Helene Seroussi is a Research Scientist at the Jet Propulsion Laboratory, California Institute of Technology. Her research interests are focused on better understanding and explaining ongoing changes in the cryosphere, as well as reducing uncertainties in the ice sheet contribution to sea level rise using numerical modeling. She is interested in understanding the interactions of ice and climate by combining process studies, state-of-the-art numerical modeling with remote sensing and in situ data. She graduated from École Centrale Paris (France) in 2008 and received her PhD in 2011 in ice sheet systems numerical modeling and data assimilation from the same university. She is one of the co-founders and main developers of the Ice Sheet System Model (ISSM), a member of the scientific committee of ISMIP6 and co-chair of the MISOMIP project.
Martin Vancoppenolle is a CNRS Research Scientist at the Laboratoire d’Océanographie et du Climat, the ocean lab of the French centre for climate sciences (named IPSL) located in Paris. Martin obtained his Phd in Louvain-la-Neuve (Belgium) and did a Postdoc at the University of Washington in Seattle.
What are the ongoing and upcoming changes in the sea ice scape of the cold oceans ? Which impacts on the rest of the Earth System ? To answer such questions, Martin studies sea ice physical, biological and chemical processes with the help of numerical models and observations.

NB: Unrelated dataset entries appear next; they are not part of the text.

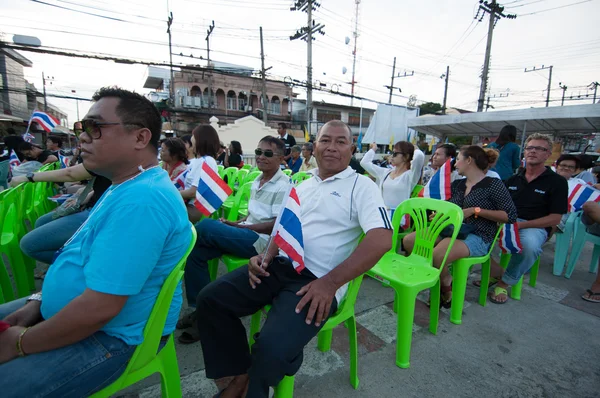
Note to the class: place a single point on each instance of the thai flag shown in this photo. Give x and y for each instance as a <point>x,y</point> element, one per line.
<point>212,191</point>
<point>13,160</point>
<point>60,199</point>
<point>288,231</point>
<point>44,120</point>
<point>510,242</point>
<point>179,181</point>
<point>579,194</point>
<point>438,186</point>
<point>64,161</point>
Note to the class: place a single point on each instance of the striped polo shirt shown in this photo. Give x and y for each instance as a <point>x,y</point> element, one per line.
<point>265,203</point>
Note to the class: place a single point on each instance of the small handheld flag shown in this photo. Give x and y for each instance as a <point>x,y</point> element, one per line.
<point>211,192</point>
<point>288,231</point>
<point>44,120</point>
<point>579,194</point>
<point>13,160</point>
<point>179,181</point>
<point>438,186</point>
<point>510,242</point>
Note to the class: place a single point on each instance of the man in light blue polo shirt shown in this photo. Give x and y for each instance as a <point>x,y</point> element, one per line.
<point>77,337</point>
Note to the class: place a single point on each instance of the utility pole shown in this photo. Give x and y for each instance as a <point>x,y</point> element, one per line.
<point>208,32</point>
<point>264,82</point>
<point>563,88</point>
<point>355,34</point>
<point>391,86</point>
<point>594,86</point>
<point>45,100</point>
<point>549,79</point>
<point>306,33</point>
<point>447,76</point>
<point>171,88</point>
<point>495,11</point>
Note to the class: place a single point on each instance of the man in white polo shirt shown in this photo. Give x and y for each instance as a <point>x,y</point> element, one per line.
<point>337,206</point>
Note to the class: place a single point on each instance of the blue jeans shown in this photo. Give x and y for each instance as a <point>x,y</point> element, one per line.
<point>77,370</point>
<point>50,235</point>
<point>214,239</point>
<point>532,240</point>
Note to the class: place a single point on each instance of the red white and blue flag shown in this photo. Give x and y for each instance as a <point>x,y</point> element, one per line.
<point>288,231</point>
<point>211,192</point>
<point>60,199</point>
<point>179,181</point>
<point>45,121</point>
<point>510,242</point>
<point>438,186</point>
<point>13,160</point>
<point>579,194</point>
<point>64,161</point>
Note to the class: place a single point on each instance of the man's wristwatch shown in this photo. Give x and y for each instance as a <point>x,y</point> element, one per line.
<point>35,297</point>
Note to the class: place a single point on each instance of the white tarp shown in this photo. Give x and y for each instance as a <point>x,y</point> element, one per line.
<point>390,124</point>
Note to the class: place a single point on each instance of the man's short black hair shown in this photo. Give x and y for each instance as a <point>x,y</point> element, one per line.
<point>134,108</point>
<point>573,158</point>
<point>269,139</point>
<point>56,140</point>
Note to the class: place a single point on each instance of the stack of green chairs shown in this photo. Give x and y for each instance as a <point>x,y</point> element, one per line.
<point>410,275</point>
<point>344,315</point>
<point>147,359</point>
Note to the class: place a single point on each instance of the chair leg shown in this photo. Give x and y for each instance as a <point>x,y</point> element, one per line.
<point>285,389</point>
<point>460,275</point>
<point>324,340</point>
<point>406,315</point>
<point>170,380</point>
<point>353,338</point>
<point>533,273</point>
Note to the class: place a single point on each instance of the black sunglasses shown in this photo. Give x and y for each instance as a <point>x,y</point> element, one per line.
<point>93,127</point>
<point>268,152</point>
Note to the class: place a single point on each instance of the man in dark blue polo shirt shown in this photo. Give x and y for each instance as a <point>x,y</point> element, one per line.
<point>541,197</point>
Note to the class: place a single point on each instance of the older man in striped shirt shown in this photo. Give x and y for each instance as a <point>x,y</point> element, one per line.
<point>245,238</point>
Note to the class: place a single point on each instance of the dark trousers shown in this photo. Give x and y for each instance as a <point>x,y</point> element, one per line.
<point>278,347</point>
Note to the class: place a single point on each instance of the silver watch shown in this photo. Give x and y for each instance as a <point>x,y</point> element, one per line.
<point>35,297</point>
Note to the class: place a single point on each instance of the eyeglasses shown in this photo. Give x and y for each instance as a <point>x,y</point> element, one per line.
<point>536,148</point>
<point>267,152</point>
<point>565,167</point>
<point>93,127</point>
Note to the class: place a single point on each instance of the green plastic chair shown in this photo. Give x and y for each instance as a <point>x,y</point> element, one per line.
<point>345,314</point>
<point>146,359</point>
<point>299,177</point>
<point>410,275</point>
<point>460,276</point>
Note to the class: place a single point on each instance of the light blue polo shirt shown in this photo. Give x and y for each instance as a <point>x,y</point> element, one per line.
<point>133,239</point>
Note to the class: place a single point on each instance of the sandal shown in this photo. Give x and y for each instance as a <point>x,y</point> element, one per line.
<point>589,298</point>
<point>187,321</point>
<point>492,282</point>
<point>498,291</point>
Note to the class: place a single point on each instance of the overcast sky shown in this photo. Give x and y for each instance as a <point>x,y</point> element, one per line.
<point>424,35</point>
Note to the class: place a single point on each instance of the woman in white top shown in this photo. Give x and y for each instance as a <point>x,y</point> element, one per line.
<point>396,184</point>
<point>206,144</point>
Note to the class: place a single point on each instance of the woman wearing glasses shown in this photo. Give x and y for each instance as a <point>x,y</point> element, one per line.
<point>396,184</point>
<point>206,144</point>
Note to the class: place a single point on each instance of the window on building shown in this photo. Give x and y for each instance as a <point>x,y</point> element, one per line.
<point>324,115</point>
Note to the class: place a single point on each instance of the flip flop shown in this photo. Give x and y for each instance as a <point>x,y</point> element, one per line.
<point>497,291</point>
<point>492,282</point>
<point>591,293</point>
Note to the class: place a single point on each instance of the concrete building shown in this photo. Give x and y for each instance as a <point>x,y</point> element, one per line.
<point>234,93</point>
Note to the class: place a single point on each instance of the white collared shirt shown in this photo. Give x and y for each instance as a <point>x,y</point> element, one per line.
<point>335,212</point>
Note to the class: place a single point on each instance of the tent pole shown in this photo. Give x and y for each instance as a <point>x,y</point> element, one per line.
<point>523,139</point>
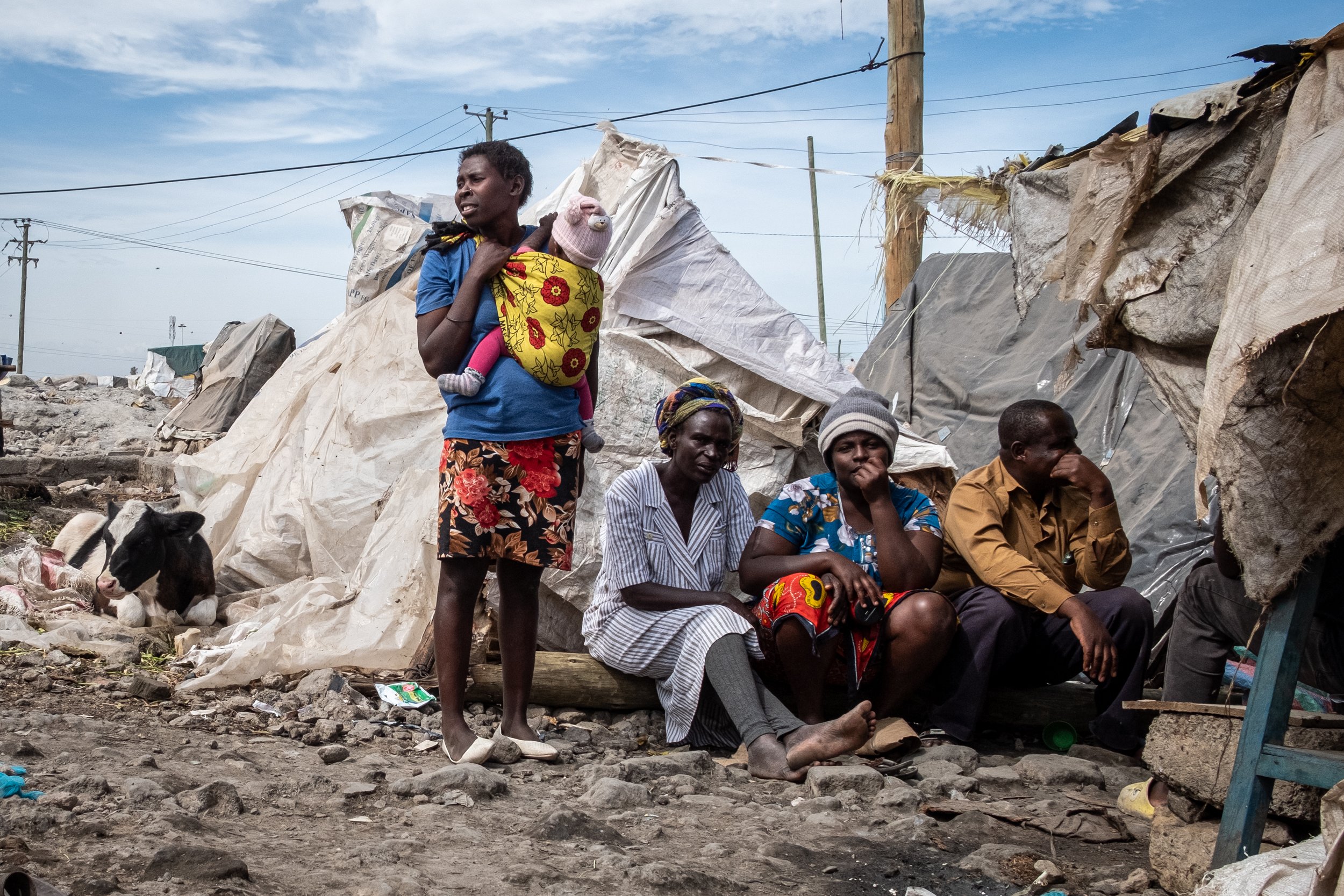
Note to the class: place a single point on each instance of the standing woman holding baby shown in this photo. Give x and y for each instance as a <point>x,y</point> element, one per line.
<point>511,468</point>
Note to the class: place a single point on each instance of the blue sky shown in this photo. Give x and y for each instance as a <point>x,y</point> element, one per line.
<point>140,89</point>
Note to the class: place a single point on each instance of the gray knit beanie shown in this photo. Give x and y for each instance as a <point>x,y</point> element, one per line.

His research themes cover the role of sea ice processes in the Earth System, the representation of sea ice in Earth System Models, sea ice halo-thermodynamics, and biogeochemical cycles in ice-covered seas.
Martin is co-leading sea ice modelling activities for NEMO, the Nucleus for European Modelling of the Ocean and the development of the SI3 model (Sea Ice modelling Integrated Initiative). He is also involved with BEPSII (Biogeochemical Exchange Processes at the Sea Ice Interfaces). Finally Martin teaches several classes on the Polar Oceans, sea ice and climate modelling.